Which the Dodd family misfortune certainly was. Jake and Ellie glanced resignedly at each other while Chip rushed on.

“You see, a couple of years ago, these two Eastport brothers married two sisters, also from Eastport. Rich girls, the last two descendants in some big local industrialist family.”

“Yes
,” Jake said. The whole town knew the sad tale. Joseph Paducah Lang, the great-great-grandfather of the “rich girls” in question,
had been a prosperous sardine can manufacturer back in the days when the sardine was king around here, in the late 1800s.

If you could call what they did back then “manufacturing.” Putting things together one by one with your hands, however fast, didn’t seem to quite fit the word’s definition. Chip went on.

“Next thing you know, one of the Dodd brothers falls off his boat, body never found,” he said. “Randy Dodd, his name was.”

This wasn’t news, either; the opposite, actually. The story had made the Bangor papers.
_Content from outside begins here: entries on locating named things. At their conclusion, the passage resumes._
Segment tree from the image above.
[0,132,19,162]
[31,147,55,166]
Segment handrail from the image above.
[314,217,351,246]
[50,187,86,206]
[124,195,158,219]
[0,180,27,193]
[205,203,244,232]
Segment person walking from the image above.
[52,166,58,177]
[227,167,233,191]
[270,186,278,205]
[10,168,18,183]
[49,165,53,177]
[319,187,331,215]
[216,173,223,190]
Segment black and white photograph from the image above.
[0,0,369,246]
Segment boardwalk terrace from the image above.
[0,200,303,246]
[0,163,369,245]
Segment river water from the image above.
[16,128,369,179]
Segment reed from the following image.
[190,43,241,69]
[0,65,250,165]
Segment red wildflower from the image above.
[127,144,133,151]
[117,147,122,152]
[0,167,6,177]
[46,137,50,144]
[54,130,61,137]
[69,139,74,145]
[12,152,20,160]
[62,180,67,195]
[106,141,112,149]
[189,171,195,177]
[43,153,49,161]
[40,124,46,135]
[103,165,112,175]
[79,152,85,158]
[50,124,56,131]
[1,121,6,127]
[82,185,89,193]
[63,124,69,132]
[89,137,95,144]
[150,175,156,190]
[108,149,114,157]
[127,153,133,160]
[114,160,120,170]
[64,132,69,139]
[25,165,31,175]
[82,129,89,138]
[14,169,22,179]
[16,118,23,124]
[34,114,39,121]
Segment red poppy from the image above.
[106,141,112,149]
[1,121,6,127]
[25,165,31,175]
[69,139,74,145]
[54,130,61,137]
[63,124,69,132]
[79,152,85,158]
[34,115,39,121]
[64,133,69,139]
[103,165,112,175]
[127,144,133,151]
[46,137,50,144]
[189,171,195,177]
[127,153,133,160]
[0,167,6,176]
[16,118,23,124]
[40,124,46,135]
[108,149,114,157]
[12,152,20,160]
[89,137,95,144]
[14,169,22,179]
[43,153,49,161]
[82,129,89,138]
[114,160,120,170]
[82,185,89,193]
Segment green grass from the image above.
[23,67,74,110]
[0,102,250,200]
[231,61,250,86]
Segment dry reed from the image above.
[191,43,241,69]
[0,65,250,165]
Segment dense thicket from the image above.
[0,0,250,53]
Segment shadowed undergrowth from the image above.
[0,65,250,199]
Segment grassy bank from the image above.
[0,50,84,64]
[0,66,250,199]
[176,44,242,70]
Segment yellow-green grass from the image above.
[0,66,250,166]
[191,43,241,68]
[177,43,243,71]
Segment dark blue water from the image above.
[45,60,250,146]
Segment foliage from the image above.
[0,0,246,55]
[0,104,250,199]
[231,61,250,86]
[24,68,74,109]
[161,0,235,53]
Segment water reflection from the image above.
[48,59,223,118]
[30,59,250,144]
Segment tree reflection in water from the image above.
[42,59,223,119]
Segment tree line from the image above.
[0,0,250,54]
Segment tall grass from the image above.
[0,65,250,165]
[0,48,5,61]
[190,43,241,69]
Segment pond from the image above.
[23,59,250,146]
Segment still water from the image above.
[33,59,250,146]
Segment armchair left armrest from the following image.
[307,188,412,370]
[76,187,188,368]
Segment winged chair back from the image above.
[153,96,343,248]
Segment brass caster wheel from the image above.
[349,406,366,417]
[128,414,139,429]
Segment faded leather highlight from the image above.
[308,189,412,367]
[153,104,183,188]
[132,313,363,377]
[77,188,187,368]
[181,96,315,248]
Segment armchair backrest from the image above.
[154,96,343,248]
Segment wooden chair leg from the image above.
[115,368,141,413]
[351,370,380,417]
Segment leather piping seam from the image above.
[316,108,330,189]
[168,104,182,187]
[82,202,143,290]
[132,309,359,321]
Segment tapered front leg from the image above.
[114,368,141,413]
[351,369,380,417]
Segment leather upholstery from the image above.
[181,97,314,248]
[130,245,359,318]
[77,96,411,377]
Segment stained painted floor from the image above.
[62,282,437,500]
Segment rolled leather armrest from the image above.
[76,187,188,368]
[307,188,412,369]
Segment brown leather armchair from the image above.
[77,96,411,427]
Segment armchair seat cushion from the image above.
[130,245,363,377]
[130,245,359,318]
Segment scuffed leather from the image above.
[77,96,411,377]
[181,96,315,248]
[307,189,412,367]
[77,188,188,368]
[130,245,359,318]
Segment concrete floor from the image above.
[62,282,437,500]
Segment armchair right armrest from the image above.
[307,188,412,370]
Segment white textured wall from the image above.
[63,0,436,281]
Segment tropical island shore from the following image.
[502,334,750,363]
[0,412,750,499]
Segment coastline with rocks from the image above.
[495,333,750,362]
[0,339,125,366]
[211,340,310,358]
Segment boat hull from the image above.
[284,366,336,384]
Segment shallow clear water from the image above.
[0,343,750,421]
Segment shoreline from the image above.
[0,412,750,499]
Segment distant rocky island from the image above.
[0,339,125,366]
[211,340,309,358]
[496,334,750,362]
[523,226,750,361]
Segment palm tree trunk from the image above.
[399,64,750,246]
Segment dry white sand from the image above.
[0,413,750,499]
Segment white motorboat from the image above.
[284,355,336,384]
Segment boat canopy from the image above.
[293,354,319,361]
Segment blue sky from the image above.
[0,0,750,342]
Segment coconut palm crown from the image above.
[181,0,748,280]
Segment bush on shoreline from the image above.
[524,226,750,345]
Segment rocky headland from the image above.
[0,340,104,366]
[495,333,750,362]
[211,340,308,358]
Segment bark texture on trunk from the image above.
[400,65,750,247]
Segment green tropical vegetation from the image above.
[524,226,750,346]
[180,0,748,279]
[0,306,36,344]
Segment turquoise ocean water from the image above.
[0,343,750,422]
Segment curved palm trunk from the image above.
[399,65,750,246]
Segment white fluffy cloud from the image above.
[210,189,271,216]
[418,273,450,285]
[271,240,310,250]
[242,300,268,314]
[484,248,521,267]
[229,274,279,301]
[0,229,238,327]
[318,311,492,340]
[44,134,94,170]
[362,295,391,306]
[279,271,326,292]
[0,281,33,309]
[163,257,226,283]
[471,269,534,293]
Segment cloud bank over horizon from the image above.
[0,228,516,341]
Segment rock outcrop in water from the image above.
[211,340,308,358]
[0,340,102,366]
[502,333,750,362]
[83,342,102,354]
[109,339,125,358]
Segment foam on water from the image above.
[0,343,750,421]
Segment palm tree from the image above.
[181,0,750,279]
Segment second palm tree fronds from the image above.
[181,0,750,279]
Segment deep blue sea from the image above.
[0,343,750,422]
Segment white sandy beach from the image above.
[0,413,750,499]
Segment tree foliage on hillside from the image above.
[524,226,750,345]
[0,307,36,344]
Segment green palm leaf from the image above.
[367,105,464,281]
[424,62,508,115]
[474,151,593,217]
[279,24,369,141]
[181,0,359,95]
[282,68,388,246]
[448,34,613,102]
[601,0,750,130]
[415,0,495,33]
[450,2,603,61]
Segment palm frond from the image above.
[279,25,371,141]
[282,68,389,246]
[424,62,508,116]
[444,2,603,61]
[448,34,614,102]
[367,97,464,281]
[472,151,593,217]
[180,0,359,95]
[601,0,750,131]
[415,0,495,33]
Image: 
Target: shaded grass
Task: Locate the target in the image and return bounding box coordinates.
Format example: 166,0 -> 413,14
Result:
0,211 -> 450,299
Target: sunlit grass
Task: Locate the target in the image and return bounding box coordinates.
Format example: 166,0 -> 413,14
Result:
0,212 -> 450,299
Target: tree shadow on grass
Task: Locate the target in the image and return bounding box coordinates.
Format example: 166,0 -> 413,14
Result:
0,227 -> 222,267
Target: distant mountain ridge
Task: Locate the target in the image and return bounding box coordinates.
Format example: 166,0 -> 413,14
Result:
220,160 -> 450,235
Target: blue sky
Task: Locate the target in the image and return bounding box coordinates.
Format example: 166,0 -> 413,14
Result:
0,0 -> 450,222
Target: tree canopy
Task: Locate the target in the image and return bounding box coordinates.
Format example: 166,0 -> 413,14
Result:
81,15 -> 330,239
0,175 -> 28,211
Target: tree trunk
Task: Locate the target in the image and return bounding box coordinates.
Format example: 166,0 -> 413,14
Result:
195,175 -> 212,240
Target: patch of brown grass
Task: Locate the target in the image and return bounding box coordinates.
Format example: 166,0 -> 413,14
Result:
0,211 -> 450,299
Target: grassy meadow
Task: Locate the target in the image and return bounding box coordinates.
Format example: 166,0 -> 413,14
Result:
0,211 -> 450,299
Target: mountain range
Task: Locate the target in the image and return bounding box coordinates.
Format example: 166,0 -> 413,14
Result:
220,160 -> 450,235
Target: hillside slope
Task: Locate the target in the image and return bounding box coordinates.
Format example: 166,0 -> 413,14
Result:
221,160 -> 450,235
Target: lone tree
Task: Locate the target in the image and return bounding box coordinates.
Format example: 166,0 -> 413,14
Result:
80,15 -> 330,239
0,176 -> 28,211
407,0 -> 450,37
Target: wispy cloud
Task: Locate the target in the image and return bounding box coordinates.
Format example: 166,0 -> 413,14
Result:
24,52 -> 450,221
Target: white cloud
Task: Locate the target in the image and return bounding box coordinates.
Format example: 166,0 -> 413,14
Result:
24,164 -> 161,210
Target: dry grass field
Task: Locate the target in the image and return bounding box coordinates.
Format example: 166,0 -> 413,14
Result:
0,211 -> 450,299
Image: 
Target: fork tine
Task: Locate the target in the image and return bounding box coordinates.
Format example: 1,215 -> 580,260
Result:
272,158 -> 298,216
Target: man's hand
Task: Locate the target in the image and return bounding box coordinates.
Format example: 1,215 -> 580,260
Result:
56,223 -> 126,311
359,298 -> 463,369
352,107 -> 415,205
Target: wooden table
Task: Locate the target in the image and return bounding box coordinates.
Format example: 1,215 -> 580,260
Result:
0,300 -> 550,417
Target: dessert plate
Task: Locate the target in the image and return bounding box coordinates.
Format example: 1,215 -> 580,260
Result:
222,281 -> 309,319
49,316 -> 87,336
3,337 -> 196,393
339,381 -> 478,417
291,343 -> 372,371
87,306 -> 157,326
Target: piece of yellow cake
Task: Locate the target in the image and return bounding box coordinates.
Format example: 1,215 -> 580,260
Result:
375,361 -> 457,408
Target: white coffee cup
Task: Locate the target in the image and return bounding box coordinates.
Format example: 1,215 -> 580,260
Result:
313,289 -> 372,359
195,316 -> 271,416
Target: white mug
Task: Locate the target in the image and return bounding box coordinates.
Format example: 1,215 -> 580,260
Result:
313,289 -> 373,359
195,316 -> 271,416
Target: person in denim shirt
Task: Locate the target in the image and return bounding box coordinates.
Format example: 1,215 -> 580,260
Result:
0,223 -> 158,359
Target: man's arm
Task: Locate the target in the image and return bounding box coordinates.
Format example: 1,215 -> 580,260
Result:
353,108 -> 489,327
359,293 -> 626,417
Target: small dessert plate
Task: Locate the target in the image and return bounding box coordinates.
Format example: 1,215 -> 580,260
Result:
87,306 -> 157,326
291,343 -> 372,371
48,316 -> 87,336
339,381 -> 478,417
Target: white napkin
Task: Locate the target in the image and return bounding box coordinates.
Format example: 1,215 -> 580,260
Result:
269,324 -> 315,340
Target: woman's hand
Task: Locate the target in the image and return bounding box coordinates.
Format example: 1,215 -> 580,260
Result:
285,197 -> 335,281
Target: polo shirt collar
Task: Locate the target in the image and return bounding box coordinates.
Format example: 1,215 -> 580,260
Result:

“And after that, both women got murdered,” said Chip. “Or,” he added hastily as Bob made to object, “one did, for sure. Anne Lang Dodd, Roger Dodd’s wife, was stabbed in her own kitchen.”

Yes, just six weeks ago. By a person unknown, and it’s too soon to be here trying to make money on it, Jake thought. Writing a book about it, or whatever.

But perhaps the timing hadn’t been all Chip’s idea. He had, after all, said the missing woman was his employer, and it was her name on the books’ covers.

“The other one,” Chip said, “Randy Dodd’s wife—”

Cordelia Dodd, he meant. She’d been the pretty one; sweet-natured, too, by all accounts, if not terribly bright.